I informed the respondent’s legal team that we were at an impasse. The college would accept no agreement unless reviewed by counsel for all parties, and the complainant did not have the funds to secure counsel. I suggested to the respondent’s legal team that the respondent’s family could provide the $5,000 to the complainant, thereby securing the resolution for less than the cost of two more phone calls. The legal team balked vociferously at my suggestion. The family refused any payment to the person defaming their child. At the same time, the college’s president was out of patience. Never comfortable with any end-run around the college’s process, it was clear to the president that this attempt at resolution was not going to work. If litigation resulted, so be it, but the college was not going to allow well-financed respondents to use their wealth to short-circuit a process required by Title IX.

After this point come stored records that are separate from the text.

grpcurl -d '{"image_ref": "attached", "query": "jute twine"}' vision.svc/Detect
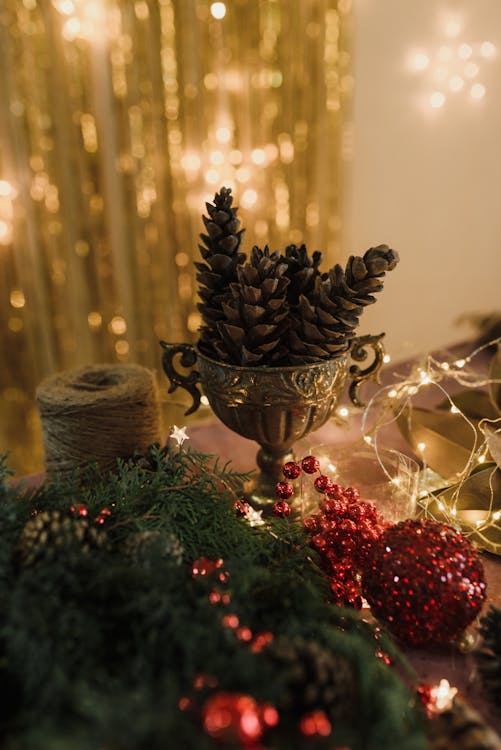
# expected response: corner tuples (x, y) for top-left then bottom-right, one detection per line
(36, 365), (161, 476)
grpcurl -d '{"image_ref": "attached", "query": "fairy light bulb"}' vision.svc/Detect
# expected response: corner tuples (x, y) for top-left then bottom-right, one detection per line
(210, 3), (226, 21)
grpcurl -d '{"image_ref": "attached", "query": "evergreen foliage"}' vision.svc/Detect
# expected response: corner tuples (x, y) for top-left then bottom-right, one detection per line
(0, 446), (425, 750)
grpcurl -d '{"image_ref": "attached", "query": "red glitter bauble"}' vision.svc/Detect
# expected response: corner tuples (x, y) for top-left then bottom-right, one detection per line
(301, 456), (320, 474)
(233, 500), (250, 517)
(282, 461), (301, 479)
(275, 482), (294, 500)
(272, 500), (291, 518)
(202, 692), (264, 744)
(362, 520), (486, 646)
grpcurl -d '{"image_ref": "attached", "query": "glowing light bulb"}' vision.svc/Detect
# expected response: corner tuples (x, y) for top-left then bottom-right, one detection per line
(209, 151), (224, 165)
(480, 42), (496, 60)
(449, 76), (464, 91)
(458, 44), (473, 60)
(437, 47), (452, 62)
(216, 127), (231, 143)
(251, 148), (266, 165)
(0, 180), (16, 198)
(445, 18), (461, 39)
(430, 91), (445, 109)
(464, 62), (480, 78)
(241, 188), (257, 208)
(470, 83), (485, 101)
(411, 52), (430, 71)
(210, 3), (226, 21)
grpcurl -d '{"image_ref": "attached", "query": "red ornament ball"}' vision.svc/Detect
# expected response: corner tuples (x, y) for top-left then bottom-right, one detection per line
(282, 461), (301, 479)
(362, 520), (486, 646)
(313, 474), (334, 494)
(202, 692), (265, 744)
(233, 500), (250, 518)
(301, 456), (320, 474)
(272, 500), (291, 518)
(275, 482), (294, 500)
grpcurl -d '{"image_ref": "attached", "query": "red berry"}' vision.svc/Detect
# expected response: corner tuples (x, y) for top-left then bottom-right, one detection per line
(301, 456), (320, 474)
(275, 482), (294, 500)
(313, 474), (333, 493)
(343, 487), (360, 503)
(272, 500), (291, 518)
(282, 461), (301, 479)
(232, 500), (249, 517)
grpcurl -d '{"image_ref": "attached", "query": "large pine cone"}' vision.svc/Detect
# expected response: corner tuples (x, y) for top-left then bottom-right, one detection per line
(16, 510), (106, 567)
(284, 245), (322, 305)
(290, 245), (398, 364)
(213, 247), (289, 366)
(266, 637), (356, 722)
(195, 187), (245, 357)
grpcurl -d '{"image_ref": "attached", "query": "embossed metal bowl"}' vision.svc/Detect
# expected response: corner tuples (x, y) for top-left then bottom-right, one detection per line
(160, 334), (384, 502)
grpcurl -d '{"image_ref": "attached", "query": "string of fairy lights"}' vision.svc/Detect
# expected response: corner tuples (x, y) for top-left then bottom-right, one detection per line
(0, 0), (353, 472)
(354, 338), (501, 554)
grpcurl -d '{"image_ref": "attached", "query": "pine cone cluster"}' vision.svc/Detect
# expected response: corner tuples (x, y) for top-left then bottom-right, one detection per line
(266, 637), (356, 722)
(16, 510), (106, 567)
(195, 187), (398, 367)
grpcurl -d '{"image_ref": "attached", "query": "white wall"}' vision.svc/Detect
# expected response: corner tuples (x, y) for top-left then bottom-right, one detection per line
(344, 0), (501, 358)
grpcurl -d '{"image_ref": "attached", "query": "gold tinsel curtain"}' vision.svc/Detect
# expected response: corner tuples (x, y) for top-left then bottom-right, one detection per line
(0, 0), (352, 469)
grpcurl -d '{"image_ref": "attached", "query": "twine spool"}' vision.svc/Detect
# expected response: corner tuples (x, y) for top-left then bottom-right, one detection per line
(36, 364), (161, 476)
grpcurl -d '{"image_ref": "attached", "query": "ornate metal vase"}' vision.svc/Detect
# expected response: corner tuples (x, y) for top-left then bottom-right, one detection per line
(160, 334), (384, 504)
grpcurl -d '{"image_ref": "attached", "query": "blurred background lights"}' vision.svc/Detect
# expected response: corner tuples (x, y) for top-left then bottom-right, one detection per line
(409, 16), (497, 109)
(210, 3), (226, 20)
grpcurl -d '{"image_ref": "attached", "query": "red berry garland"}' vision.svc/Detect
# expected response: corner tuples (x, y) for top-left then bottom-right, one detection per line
(304, 484), (385, 609)
(363, 520), (486, 646)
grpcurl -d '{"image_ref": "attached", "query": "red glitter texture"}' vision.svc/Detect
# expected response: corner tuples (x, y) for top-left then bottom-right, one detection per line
(362, 520), (486, 646)
(275, 482), (294, 500)
(301, 456), (320, 474)
(282, 461), (301, 479)
(303, 484), (386, 609)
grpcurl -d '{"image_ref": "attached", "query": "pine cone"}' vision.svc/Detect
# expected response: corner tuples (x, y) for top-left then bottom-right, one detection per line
(123, 531), (184, 568)
(289, 245), (398, 364)
(427, 700), (501, 750)
(195, 187), (245, 357)
(214, 247), (289, 366)
(475, 605), (501, 705)
(284, 245), (322, 305)
(266, 637), (356, 722)
(16, 510), (106, 567)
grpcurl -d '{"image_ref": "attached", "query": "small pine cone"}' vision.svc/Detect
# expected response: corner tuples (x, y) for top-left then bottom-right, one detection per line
(123, 531), (184, 568)
(290, 245), (398, 363)
(195, 187), (245, 357)
(284, 245), (322, 305)
(214, 247), (289, 366)
(16, 510), (106, 567)
(474, 605), (501, 705)
(427, 700), (501, 750)
(267, 637), (356, 722)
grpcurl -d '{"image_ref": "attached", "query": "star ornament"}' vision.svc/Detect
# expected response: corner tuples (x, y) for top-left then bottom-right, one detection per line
(169, 425), (190, 445)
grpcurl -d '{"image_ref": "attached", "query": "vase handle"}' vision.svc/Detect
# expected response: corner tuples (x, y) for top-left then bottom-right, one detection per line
(160, 341), (202, 417)
(349, 333), (384, 407)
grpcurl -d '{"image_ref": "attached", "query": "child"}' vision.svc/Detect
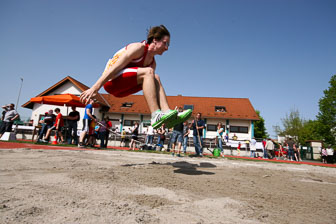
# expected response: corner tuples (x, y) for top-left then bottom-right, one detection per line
(237, 142), (241, 156)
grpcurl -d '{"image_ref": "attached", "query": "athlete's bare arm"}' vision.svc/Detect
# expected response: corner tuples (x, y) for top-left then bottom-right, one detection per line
(80, 43), (145, 104)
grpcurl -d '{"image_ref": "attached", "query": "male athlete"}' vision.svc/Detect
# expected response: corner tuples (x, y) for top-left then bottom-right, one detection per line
(80, 25), (192, 129)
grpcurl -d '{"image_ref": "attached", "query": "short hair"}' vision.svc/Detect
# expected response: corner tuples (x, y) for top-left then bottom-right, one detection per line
(147, 25), (170, 44)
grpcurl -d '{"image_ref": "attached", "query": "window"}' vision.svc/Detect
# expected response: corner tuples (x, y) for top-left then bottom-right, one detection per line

Out of time and out of options, I implored the president to let me make one last-ditch attempt at resolution. I was given a very short leash. I informed the respondent’s team that the hearing would be scheduled for the following week, while at the same time asking the respondent’s legal team for permission to speak to the respondent’s parents, directly. This application of pressure worked, and I received permission. First, I encouraged the family to give the college’s hearing process a shot. I told them that I had devised it, and that it was an exceptionally fair process. Finding the respondent in violation of college policy was not a foregone conclusion. The family stuck to their position that even the filing of charges was defamatory and potentially reputation-destroying for the respondent. No process short of the protections of a criminal trial would satisfy them. On principle, they also refused my suggestion of paying the $5,000 to the complainant.
I told the parents of my experience in litigating these cases in federal court. I explained the hurdles they faced, including that a respondent had (and has) never won a Title IX erroneous outcome claim before a jury. I assured them they would spend $1-2m prosecuting a lawsuit they could have avoided for $5,000. Seeing the merits of this argument, they relented. The $5,000 was paid. The complainant retained counsel. All parties’ counsel then hammered out an agreement.
In the end, who knows if justice was achieved? The college’s actions prevented a lawsuit against the complainant by the respondent, for defamation. The respondent was able to enroll elsewhere and obtain a college degree. The college’s administrators were reasonably reassured the respondent was not a threat to others. They were able to respond honestly to inquiries made about the respondent’s college record. The complainant was able to finish out college without the stress of having a hearing of uncertain result, of having to attend college with the respondent, or of ever having to encounter the respondent again. That was enough to satisfy the Title IX mandate to ensure a hostile environment was not perpetuated. The college avoided being sued itself.
While multi-party settlements of this type are common in complex litigation, they were very uncommon outside of litigation in campus Title IX contexts, at the time. Part of our practice has made use of this approach more often now, so far to good effect. Sometimes, an ideal result is not possible, but I consider this one a non-traditional success where all other paths were fraught with the potential for disaster.